I recently heard a pastor share about how he believed some of the things coming together in his life were based on the prayers of his father, now passed. His father had prayed for some specific things, but for the most part, they remained unanswered within his lifetime. But now the son, well into his adult life, is seeing the fruits of his father’s prayers.
“Your prayers never die,” he said. And those words have echoed within me since hearing them.
My prayers go one of two directions most often.
- I tend to give up on my prayers after a month or two. I ask and ask, and when I do not receive I move on to a prayer more attainable (usually meaning something I can accomplish on my own).
- I pray small prayers. Prayers that have a shelf life of 8 hours. Anything seemingly impossible is not worth praying because it likely will never happen. Or so I think.
Scripture teaches us that we have an advocate in Jesus, and he is pleading on our behalf (Romans 8:34). These pleadings do not end, and they do not cease. Jesus continues pleading, advocating for His followers.

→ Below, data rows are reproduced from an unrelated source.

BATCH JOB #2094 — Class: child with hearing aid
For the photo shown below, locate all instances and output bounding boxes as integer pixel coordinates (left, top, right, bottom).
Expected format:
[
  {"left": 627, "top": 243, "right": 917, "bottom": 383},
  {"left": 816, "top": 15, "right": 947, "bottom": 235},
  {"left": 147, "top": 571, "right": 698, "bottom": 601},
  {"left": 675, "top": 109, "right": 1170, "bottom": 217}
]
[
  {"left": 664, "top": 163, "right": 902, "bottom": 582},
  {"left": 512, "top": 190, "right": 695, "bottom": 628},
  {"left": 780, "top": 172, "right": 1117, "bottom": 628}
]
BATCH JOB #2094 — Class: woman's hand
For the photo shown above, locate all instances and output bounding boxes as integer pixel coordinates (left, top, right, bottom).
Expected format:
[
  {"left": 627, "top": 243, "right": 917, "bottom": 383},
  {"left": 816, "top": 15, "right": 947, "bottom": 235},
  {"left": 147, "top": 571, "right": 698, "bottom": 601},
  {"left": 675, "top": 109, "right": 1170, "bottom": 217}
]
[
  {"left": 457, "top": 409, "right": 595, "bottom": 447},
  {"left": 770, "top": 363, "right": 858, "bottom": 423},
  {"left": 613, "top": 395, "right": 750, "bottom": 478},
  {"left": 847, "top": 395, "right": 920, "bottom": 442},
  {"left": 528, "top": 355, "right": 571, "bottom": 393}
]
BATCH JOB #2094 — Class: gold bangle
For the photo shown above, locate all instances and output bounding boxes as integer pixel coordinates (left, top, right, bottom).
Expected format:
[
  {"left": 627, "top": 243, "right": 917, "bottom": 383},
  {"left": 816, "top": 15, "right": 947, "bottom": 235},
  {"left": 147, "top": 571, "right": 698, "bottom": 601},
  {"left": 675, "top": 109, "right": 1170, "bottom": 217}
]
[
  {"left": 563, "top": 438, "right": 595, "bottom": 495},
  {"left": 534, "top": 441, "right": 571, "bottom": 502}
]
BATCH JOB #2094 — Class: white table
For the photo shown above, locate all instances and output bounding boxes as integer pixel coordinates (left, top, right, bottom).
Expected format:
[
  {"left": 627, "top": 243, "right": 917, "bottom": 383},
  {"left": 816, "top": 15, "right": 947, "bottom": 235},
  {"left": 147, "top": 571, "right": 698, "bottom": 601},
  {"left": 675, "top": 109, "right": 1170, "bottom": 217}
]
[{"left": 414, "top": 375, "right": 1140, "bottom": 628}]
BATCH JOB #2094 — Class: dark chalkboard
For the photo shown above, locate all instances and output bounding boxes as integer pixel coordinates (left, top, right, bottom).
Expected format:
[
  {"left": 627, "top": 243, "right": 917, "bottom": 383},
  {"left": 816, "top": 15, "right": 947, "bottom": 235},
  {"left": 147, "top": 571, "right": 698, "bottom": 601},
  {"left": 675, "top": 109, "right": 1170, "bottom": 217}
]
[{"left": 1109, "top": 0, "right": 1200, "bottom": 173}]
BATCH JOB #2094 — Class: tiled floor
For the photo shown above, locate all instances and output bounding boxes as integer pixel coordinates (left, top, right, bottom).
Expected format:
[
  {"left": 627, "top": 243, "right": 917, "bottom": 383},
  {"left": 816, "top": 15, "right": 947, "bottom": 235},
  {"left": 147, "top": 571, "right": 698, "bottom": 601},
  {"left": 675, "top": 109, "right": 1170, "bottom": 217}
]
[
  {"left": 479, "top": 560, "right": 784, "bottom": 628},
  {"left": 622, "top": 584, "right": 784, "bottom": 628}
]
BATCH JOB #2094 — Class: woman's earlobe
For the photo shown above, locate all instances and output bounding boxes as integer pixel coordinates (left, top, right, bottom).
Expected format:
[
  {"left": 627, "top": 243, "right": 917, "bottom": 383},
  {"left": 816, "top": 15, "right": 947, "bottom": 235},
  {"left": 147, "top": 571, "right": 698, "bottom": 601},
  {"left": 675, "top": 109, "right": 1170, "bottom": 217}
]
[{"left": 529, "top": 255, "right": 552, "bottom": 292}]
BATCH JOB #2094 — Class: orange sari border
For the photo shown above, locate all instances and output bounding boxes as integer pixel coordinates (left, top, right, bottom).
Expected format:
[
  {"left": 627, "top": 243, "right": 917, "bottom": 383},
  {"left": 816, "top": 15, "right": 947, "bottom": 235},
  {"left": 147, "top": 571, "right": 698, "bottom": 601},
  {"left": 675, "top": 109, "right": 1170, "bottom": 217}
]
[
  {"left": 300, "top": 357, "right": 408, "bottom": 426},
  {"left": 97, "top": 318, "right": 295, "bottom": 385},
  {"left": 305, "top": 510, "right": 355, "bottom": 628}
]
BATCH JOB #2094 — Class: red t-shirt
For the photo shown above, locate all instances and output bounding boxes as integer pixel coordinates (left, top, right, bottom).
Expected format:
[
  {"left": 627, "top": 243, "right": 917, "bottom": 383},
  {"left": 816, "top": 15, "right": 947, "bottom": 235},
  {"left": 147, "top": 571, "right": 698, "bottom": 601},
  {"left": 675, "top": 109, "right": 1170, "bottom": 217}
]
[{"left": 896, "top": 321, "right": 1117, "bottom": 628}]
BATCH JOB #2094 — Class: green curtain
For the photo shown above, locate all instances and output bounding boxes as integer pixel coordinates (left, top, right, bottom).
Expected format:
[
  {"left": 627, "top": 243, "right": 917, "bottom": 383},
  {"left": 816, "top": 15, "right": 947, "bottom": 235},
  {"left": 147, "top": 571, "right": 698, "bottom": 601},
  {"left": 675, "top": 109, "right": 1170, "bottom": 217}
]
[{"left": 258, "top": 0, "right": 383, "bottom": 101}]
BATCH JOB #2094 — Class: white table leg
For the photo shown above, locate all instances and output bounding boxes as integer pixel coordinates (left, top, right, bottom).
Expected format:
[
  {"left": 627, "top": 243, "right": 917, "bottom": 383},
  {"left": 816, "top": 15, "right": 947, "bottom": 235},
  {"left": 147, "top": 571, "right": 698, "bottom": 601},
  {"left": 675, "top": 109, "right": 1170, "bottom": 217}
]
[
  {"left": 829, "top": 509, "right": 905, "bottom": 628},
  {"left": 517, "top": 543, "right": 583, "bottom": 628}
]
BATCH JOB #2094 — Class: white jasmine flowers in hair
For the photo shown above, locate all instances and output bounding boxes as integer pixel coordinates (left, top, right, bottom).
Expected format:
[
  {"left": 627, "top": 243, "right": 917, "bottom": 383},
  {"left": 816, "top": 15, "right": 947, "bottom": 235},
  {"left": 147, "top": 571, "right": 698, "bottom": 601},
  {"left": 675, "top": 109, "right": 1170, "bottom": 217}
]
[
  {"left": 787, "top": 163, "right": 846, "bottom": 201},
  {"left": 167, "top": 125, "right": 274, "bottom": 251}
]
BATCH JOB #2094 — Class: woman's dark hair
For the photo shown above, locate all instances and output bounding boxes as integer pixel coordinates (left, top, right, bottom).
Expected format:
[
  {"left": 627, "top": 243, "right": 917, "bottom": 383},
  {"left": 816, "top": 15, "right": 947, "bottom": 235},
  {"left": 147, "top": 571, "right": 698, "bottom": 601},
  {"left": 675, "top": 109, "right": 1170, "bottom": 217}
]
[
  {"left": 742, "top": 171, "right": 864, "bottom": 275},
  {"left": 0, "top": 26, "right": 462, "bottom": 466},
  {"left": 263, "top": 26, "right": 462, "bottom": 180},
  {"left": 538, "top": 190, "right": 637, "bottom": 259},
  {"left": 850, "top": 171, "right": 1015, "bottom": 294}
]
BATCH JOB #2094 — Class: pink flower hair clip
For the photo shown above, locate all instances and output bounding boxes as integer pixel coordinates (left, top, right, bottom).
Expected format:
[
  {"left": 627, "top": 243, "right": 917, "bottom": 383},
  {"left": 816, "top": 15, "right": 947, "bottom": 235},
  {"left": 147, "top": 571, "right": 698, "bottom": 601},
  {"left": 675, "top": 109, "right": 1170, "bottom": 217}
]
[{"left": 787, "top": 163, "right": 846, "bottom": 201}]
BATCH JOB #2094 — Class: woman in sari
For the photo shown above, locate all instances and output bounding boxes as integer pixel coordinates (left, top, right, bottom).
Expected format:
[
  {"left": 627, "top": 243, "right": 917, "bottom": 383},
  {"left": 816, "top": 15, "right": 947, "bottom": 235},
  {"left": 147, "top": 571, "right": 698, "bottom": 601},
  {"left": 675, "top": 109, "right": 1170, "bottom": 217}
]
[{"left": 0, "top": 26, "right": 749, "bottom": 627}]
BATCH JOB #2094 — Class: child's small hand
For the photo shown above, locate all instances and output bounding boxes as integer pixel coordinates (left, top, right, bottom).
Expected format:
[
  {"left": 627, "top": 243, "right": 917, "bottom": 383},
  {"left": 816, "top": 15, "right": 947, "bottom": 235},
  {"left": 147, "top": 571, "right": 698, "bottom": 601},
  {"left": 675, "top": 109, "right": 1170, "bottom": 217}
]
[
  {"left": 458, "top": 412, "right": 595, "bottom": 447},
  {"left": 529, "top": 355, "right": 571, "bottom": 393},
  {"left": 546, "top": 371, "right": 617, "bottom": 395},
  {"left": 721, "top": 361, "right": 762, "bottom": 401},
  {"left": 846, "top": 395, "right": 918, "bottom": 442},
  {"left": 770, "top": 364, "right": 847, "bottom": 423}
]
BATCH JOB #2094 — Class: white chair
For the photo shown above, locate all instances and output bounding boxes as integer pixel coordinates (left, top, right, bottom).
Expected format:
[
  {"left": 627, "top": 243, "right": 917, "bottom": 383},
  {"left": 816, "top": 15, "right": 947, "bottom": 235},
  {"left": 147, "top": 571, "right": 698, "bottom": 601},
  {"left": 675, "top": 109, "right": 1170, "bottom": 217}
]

At the church we belong to we’ve been looking at the book of Ephesians over the past few months, last week covering the final part of chapter three. Reading Paul’s prayer, the words “immeasurably more” stick out as everything my prayers are not.
“Now to him who is able to do immeasurably more than all we ask or imagine, according to his power that is at work within us, to him be glory in the church and in Christ Jesus throughout all generations, for ever and ever! Amen” (Eph. 3:20-21).
Big words. A big prayer. Far beyond my typical, “thank you for today” type of prayer. Paul’s prayer has a focus that goes far beyond the circumstances of jail he’s facing. His prayer goes into eternity, seeking to find the joy of then in the now.
When ordinary people, doing ordinary things, pray massively big prayers, God does extraordinary things—immeasurably more than we could ask or imagine.